There was nothing. There was no screaming, not from the living and not from the dead. Dread silence floated through the air, an arbiter of that which had been done. She knew it was over now. She had to hurry. They would come soon. They could smell her, hear her. Esper ran to the ornate window, dropping the robe-bag on the ground and pushing the large chair behind the desk back against the wall. Climbing up onto the seat, she pushed open the double window, which swung outward to each side and looked outside down onto the red streets far, far below. The orange lights dotting the city still burned bright, giving way to a grim display of the decimation that lay below them. Something sank in her stomach, as she looked down from the great height onto the destruction that she had wrought.
It was quiet. All she heard was the gentle stream of the wind, rising from the chasm like an upward flowing river. The flap of the large cloth banner hanging below her and her heart pounding in her breast. Those were the only sounds in the world. She saw them, the dead. Their ambling shapes swaying into a blur down in the distance. Filling the streets as they moved on in their strange fluid ambulations, flowing like foul water seeping out from old meat. Hundreds of them, thousands like many droplets making up the body of a black, oozing river, flowing through the dead city. Nothing remained alive, except for her. It had been quick. The world stopped for a second then and she felt their eyes.

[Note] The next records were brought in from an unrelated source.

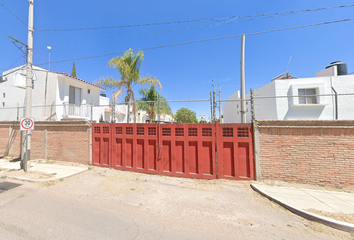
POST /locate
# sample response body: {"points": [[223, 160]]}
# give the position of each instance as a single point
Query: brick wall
{"points": [[62, 141], [314, 152]]}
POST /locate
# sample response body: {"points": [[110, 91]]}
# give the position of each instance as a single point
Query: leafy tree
{"points": [[73, 70], [184, 115], [149, 103], [128, 66]]}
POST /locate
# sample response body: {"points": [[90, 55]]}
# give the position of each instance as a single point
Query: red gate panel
{"points": [[182, 150], [101, 144], [134, 147], [235, 151], [187, 150]]}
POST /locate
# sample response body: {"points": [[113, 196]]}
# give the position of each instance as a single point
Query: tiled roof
{"points": [[65, 74], [108, 110]]}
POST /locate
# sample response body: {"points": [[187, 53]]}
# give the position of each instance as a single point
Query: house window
{"points": [[307, 96]]}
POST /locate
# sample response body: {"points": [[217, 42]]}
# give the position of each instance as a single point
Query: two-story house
{"points": [[328, 96], [55, 96]]}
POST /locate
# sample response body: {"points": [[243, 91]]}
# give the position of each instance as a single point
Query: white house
{"points": [[329, 96], [55, 96]]}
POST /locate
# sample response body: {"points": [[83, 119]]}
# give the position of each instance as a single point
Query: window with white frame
{"points": [[307, 96]]}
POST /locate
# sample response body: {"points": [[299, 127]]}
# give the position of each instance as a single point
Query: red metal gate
{"points": [[235, 151], [182, 150]]}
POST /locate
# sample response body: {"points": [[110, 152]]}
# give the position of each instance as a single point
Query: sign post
{"points": [[25, 125]]}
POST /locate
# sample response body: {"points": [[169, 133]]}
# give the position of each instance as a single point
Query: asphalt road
{"points": [[109, 204]]}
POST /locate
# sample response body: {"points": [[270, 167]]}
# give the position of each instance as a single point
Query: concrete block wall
{"points": [[312, 152], [62, 141]]}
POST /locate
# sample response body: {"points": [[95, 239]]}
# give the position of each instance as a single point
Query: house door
{"points": [[74, 101]]}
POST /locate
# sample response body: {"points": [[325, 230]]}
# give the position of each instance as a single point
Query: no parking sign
{"points": [[27, 124]]}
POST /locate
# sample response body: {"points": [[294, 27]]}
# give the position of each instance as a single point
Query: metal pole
{"points": [[26, 155], [158, 108], [29, 83], [49, 47], [211, 107], [243, 91], [252, 105], [219, 103]]}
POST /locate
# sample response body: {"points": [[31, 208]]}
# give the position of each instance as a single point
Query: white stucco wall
{"points": [[50, 91], [43, 94], [287, 107]]}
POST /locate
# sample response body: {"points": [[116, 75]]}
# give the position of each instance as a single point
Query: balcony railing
{"points": [[77, 110]]}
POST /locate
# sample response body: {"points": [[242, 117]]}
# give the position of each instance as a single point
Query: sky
{"points": [[185, 71]]}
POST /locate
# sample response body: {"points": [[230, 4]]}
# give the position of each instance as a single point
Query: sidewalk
{"points": [[301, 201], [39, 172]]}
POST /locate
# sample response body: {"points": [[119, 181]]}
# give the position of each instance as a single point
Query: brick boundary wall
{"points": [[312, 152], [61, 141]]}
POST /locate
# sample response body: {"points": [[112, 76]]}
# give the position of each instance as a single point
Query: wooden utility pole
{"points": [[243, 91]]}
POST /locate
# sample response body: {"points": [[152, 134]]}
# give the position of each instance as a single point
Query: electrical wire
{"points": [[193, 20], [13, 14], [146, 34], [205, 40], [23, 55]]}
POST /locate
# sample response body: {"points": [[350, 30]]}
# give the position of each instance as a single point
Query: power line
{"points": [[195, 27], [151, 33], [13, 14], [194, 20], [205, 40]]}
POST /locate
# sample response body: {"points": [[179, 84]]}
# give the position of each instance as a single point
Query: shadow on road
{"points": [[5, 186]]}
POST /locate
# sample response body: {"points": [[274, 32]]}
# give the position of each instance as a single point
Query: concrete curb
{"points": [[46, 180], [343, 226]]}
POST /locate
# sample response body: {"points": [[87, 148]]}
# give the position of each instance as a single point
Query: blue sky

The river flowed no more. A thousand bodies stopped in the streets and alleys, on bridges and balconies. A thousand heads turned upwards towards the tower, towards the obscured girl standing before the window. A percussion of their bones snapping in synchronicity, as their heads turned far too far for the necks to allow. All at once they saw her. They smelt her. All at once, the river changed course and began to trickle towards the tower. The thousand dead bodies, leading the way for the thousand more behind them, their legs sliding across the wet stone streets like a great centipede. The eyes of the many, never leaving the window, never leaving her for a moment, as their bodies shifted with the flow.
There was no time left. Esper reached over the window and grabbed the thick cloth dangling beneath her, before leaning back and starting to hoist the heavy thing up and into the window. The ever so slightest touch of relief came to her, as she felt the silky smooth texture beneath her fingers.